Troisièmement, la caractéristique d’autoproduction peut d’abord être favorisée par l’utilisation d’une monnaie locale complémentaire (MLC). Présentes dans la plupart des territoires en France et favorisant la consommation locale responsable, ce moyen d’échange préconisé par M. Lepesant (2013), relocalise les échanges économiques et peut donc contribuer à l’émancipation du collectif de l’Entreprise-Monde (Solé, 2009). Dans cette optique, le mouvement low-tech (Bihouix, 2014) pratiqué au Solilab et à la Maison du Peuple vise aussi à mettre l’ingéniosité au service du « Produire Moins et Mieux » décroissant. La production de communs numériques en vigueur au fablab « la Plateforme C », serait aussi conforme à l’autoproduction décroissante de Dardot et Laval (2014).
Enfin, on citera l’utilisation d’outils de communication physiques ou numériques éthiques et conviviaux pour mieux relier les humains et les tiers-lieux sur le territoire. À cette fin, le recensement géographique des initiatives locales comme le Transiscope et les plateformes numériques auto-hébergées comme RocketChat ou Framavox sont par exemple utilisés dans plusieurs des tiers-lieux étudiés.

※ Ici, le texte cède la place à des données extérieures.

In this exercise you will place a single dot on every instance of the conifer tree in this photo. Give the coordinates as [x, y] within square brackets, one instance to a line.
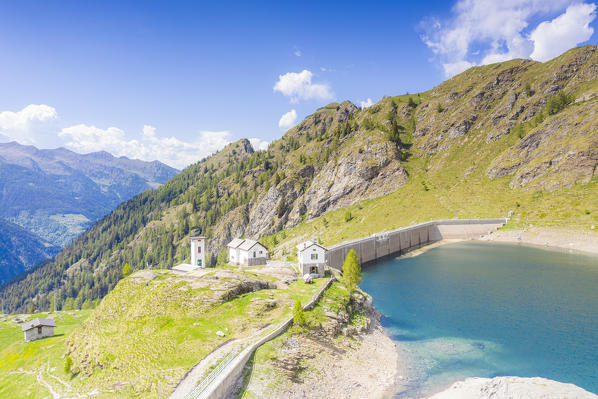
[351, 272]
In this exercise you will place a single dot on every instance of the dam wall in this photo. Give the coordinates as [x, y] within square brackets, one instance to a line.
[405, 239]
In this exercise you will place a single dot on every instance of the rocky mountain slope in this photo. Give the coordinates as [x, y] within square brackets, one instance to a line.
[58, 194]
[20, 250]
[518, 136]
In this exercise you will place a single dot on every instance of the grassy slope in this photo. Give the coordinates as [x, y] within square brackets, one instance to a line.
[143, 339]
[23, 364]
[262, 366]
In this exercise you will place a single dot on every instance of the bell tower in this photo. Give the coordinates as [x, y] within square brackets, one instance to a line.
[198, 252]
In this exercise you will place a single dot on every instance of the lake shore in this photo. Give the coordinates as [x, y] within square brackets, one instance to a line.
[545, 237]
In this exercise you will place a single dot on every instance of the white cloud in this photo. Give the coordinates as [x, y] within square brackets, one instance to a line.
[29, 124]
[488, 31]
[554, 37]
[287, 120]
[259, 144]
[149, 147]
[366, 104]
[299, 86]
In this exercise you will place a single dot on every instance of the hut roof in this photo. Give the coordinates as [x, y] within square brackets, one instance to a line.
[37, 323]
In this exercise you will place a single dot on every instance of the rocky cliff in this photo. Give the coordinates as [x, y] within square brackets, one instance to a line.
[517, 136]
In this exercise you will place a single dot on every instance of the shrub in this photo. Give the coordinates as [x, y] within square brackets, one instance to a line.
[528, 90]
[351, 272]
[348, 216]
[558, 102]
[298, 314]
[68, 363]
[127, 270]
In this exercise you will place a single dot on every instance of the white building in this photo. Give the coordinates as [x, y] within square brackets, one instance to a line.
[38, 328]
[246, 252]
[198, 256]
[312, 258]
[198, 251]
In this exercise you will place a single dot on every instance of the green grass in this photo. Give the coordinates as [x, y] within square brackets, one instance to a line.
[263, 369]
[143, 338]
[22, 363]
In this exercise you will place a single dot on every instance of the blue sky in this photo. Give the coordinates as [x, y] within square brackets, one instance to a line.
[175, 81]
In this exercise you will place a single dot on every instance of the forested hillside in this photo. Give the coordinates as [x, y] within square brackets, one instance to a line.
[58, 194]
[20, 250]
[516, 136]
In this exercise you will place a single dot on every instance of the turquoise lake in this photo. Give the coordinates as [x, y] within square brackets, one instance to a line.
[473, 309]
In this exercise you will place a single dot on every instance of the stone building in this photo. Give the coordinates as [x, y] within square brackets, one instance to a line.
[245, 252]
[312, 258]
[38, 328]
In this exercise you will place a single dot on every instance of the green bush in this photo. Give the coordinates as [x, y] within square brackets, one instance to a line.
[68, 363]
[348, 216]
[127, 270]
[298, 314]
[351, 272]
[558, 102]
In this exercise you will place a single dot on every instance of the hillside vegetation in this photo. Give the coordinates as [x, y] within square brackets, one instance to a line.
[517, 136]
[20, 250]
[58, 194]
[149, 331]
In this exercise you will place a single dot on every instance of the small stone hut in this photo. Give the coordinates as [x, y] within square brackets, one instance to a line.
[38, 328]
[312, 258]
[245, 252]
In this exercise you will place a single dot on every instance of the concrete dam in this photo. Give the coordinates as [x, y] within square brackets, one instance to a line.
[405, 239]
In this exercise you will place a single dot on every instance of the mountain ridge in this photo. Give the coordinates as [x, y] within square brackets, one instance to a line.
[57, 193]
[345, 172]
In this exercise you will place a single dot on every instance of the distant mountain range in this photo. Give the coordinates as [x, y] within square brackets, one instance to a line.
[517, 137]
[52, 196]
[20, 250]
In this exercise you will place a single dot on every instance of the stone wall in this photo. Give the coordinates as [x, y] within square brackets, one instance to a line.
[406, 239]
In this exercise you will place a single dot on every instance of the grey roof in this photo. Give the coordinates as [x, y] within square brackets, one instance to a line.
[37, 323]
[235, 243]
[304, 245]
[244, 244]
[247, 244]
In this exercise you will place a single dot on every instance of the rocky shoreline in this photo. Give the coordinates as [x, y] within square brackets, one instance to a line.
[513, 388]
[555, 238]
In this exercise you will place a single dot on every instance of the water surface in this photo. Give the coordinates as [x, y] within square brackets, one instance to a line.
[476, 309]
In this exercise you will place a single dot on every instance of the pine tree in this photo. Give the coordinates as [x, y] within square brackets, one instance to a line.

Toutefois, le tiers-lieu visant à se conformer aux principes de la décroissance soutenable peut rencontrer de nombreux défis comme la dépendance aux subventions publiques qui les éloigne de la logique d'autogestion complète du projet décroissant (Illich, 1973), ou l’entre-soi, qui était aussi considéré par Oldenburg comme une des limites du tiers lieu.
Pour y répondre, certains collectifs choisissent de s’éloigner de la propriété privée pour aller vers le bien commun théorisé par E. Ostrom, en auto-gérant un collège désaffecté (Maison du Peuple). D’autres choisissent de tester des statuts juridiques originaux comme le comité citoyen qui intègre des habitants tirés au sort (Beau Tiers-Lieu), ce qui incarne une vision de la démocratie chère à J. Rancière. Enfin d’autres lieux plus inscrits dans l’entrepreneuriat, cherchent à mutualiser les risques en s’alliant entre entrepreneurs de l’économie sociale et solidaire (Grand Bain) et de peser dans la prise de décision pour faire du public le commun par excellence, ce qui rejoint le communalisme de M. Bookchin.
Nous voyons donc que les mécanismes mis en place dans les tiers-lieux étudiés et leurs limites, dessinent les contours d’un tiers-lieu oldenburgien et décroissant, qui participerait à la « décolonisation des imaginaires » chère aux partisans de ce mouvement. De même, chaque lieu a ses limites et contradictions qu’il peut dépasser à la condition de conserver une volonté forte et citoyenne de tous ses membres.
Conclusion
Le mouvement de la décroissance soutenable nous interroge sur notre dépendance à la logique marchande et productiviste. Les tiers-lieux nous interrogent sur la manière de recréer du lien social.
Nous avons vu que ces deux notions étaient compatibles sous certaines conditions. Par ailleurs, les pistes de réflexion dégagées dans cette recherche aboutissent à l’esquisse de lieux privilégiés pour expérimenter des alternatives au modèle dominant, où l’on se rassemble pour parler de temps de travail, de salariat, engager des pas vers les idéaux décroissants et favoriser une certaine résilience en prévision des chocs à venir. Les défis à relever pour un tiers-lieu souhaitant s’engager dans cette voie sont pourtant nombreux, de l’écueil de l’entre-soi à la difficulté à dégager du temps hors de la logique marchande et à incarner les besoins d’un collectif citoyen.